Its tax revenue programme is off the track.
The sale of savings tools that has so far proved to be an easy source of deficit financing has declined in recent months.
The government, naturally, has taken recourse to an increased borrowing from banks through the sales of treasury bills and bonds. But the level of borrowing until now has been too high. It has exhausted nearly 90 per cent of its annual borrowing target in just five months (July-November). With its planned borrowing of another Tk 45.55 billion set for the current month, the government is expected to fully exhaust its borrowing target halfway through the fiscal year (FY) 2019-20.
If the ongoing trend in tax revenue collection and the sale of savings tools persists in the coming months, the government will be left with no option other than borrowing beyond the target from the banking system.
The liquidity situation in the financial market is already tight. The government's higher borrowing coupled with the central bank's continuous sale of foreign exchange to the banks to help the latter foot import bills has made the liquidity situation even tighter.
So, as a natural outcome, there will be a crowding-out effect and the private sector may soon find the banks not capable of offering them enough funds.
However, at the moment, the demand for funds from the private sector remains relatively low.
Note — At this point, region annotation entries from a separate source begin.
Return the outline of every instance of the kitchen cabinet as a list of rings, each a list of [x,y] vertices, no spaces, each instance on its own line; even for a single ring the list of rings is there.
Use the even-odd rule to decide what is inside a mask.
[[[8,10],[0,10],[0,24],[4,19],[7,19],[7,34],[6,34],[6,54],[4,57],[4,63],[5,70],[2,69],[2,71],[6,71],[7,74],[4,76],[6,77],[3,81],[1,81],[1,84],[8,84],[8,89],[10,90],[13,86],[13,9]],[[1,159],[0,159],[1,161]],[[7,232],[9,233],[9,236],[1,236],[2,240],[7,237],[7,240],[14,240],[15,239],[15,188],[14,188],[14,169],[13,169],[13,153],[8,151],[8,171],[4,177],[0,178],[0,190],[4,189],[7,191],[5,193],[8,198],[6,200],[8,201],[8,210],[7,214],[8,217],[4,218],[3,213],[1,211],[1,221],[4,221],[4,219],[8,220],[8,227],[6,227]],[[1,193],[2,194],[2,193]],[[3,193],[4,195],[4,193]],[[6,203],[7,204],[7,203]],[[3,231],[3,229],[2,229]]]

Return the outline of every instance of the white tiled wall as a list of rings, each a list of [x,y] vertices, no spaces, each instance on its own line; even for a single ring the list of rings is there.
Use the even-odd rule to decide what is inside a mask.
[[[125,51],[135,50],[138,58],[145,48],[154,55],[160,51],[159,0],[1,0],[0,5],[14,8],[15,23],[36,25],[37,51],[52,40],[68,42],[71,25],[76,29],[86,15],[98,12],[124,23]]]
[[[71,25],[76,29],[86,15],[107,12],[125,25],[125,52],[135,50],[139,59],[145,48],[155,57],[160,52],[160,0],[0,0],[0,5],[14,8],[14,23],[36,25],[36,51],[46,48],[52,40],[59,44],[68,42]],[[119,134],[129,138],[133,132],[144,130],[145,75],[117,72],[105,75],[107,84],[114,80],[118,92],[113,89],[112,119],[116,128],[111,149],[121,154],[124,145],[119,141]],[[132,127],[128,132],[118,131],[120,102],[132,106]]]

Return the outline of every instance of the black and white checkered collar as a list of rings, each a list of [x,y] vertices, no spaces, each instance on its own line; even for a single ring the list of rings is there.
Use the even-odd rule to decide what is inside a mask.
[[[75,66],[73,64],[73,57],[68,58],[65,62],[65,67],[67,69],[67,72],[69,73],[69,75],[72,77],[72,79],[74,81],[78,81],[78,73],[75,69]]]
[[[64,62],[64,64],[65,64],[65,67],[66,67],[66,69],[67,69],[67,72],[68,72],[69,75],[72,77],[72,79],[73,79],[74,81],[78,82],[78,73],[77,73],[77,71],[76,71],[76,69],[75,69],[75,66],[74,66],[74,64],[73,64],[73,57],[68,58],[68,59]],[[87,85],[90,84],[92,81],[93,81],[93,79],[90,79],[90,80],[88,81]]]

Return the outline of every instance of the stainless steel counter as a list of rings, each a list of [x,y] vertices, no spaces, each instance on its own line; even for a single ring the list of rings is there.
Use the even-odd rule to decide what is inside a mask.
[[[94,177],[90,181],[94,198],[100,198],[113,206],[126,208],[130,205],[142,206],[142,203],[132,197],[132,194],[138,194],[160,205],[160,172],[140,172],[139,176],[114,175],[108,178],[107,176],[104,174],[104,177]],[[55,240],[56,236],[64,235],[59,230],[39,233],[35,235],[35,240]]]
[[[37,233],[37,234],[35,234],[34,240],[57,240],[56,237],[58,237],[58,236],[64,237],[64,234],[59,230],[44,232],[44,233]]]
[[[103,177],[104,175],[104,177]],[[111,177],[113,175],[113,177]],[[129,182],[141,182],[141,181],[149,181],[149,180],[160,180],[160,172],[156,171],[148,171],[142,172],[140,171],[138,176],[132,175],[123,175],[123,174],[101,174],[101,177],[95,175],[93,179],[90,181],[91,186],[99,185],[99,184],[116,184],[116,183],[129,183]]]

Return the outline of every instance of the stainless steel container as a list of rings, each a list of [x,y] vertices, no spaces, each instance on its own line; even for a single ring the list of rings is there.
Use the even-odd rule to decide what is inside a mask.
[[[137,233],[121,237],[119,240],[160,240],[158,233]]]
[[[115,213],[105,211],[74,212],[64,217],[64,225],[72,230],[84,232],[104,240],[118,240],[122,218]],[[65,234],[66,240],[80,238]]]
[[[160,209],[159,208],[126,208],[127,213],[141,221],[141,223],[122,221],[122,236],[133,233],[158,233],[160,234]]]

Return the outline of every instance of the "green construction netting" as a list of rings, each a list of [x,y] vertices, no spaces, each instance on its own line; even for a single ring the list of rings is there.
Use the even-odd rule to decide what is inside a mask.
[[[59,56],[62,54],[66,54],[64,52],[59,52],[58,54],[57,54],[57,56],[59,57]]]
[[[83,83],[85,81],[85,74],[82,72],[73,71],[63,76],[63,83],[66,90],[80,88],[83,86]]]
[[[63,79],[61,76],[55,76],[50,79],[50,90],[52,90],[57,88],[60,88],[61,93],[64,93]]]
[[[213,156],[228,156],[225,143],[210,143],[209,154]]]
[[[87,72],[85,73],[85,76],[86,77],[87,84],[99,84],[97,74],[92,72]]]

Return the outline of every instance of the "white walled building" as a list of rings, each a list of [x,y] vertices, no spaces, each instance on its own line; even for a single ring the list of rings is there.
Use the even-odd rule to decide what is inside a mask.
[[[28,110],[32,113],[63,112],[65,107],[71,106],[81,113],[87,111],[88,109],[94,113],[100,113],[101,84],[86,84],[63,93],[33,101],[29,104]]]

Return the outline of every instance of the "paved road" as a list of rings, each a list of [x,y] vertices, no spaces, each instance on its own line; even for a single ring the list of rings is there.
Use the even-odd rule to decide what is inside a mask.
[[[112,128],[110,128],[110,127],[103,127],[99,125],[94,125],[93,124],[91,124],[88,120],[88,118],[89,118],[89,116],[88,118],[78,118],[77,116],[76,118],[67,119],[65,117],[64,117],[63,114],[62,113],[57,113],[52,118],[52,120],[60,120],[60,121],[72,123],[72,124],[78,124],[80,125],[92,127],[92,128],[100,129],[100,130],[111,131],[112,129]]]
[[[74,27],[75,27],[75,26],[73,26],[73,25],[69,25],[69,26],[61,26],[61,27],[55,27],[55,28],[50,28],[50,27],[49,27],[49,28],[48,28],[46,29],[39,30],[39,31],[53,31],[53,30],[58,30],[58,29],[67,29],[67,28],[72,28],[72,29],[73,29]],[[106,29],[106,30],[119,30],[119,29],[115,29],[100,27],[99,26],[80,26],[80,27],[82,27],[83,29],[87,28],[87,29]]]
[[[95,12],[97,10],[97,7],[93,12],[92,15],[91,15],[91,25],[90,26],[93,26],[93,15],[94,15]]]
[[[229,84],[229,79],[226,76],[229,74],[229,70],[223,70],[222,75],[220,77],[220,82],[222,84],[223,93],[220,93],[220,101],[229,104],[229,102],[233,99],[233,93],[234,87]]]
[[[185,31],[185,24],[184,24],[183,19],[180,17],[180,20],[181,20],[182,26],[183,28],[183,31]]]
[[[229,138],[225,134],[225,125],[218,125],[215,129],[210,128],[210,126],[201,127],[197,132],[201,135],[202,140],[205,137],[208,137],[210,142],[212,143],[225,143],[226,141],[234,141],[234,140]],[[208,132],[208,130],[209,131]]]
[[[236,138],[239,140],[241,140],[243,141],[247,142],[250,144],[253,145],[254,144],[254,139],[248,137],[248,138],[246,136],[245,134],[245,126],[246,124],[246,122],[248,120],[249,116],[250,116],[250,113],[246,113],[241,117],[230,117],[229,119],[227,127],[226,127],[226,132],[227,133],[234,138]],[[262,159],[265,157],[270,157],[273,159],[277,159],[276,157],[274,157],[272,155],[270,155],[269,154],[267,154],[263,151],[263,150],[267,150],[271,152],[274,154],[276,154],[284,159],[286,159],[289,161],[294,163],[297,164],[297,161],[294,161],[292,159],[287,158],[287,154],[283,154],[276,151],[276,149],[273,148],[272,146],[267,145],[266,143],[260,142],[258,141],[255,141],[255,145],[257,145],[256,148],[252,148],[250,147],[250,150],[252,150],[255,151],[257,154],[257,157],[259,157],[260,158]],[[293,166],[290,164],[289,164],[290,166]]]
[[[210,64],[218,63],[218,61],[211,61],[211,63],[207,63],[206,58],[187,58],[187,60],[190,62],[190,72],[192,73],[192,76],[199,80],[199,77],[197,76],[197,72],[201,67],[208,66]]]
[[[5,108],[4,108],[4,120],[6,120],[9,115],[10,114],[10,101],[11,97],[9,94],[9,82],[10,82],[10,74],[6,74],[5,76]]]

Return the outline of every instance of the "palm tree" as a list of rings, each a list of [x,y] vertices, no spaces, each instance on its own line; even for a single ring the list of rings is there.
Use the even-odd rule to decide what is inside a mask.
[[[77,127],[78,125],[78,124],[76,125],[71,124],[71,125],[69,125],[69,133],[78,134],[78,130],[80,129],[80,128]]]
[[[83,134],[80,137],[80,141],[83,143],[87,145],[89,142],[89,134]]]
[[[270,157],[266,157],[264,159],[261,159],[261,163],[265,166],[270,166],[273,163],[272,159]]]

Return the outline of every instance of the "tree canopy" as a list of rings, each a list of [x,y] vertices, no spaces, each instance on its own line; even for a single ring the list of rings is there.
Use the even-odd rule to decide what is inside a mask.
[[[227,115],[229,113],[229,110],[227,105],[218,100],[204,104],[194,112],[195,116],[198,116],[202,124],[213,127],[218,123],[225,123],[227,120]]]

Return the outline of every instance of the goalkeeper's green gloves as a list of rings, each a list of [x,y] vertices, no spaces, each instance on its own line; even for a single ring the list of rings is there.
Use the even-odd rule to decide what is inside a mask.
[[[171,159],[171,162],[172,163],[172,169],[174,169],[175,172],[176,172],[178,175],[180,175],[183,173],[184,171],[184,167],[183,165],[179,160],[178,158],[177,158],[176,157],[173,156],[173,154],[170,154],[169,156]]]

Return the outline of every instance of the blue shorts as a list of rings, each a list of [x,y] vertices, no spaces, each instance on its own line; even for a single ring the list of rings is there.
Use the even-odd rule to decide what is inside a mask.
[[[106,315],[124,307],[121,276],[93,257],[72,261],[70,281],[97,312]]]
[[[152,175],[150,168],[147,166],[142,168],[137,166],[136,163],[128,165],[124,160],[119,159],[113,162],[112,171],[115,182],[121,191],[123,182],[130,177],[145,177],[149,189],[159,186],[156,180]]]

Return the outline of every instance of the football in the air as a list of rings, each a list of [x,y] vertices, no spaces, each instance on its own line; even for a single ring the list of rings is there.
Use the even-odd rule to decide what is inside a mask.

This is evident from an unexpectedly low growth of private sector lending by banks--- nearly 11 per cent, one of the lowest in recent times. This may be partly due to extra caution exercised by banks in the matters of lending and a sort of slowdown in economic activities.
Overall, the performance of the National Board of Revenue (NBR) in raising tax revenues from three major sources---customs, value added tax (VAT) and income tax--- has given rise to an uncomfortable situation. However, it would not be fair to blame the NBR alone for the lower than projected growth of tax revenue.
As soon as the budget for the current fiscal year was unveiled by the finance minister, most people found the revenue receipt projection to be highly ambitious.
The role of NBR people in fixing such a high tax revenue growth target remains an issue of scrutiny. They might have been dictated from above to do so.
The policymakers in the finance ministry, it seems, have banked heavily on the new VAT law that came into effect from July 01 after a lot of foot-dragging and amendments. But, until now, the new law has failed utterly to generate additional revenue in any notable amount. Only Tk 4.34 billion in additional VAT revenue could be generated during the first four months of this fiscal.
Both taxmen and businesses reportedly are not that much conversant with many provisions of the new VAT law. Besides, allegations are there that a section of businesses have been taking advantage of some loopholes in the said piece of legislation to evade VAT payment.
The income-tax revenue has increased in recent years, but it remains far below the actual potential. The response from new taxpayers this year has been rather disappointing given the efforts the NBR has made to woo them.
Customs revenue has remained more or less stagnant in recent years. This year is also no exception. Virtually, there was no growth of import revenue during the first four months of the current FY, mainly because of the slowdown in imports. Lower import however points to some problems with the all-important manufacturing sector.
Naturally, the government would expect the tax revenue to grow every year. But that expectation should not be divorced from ground realities.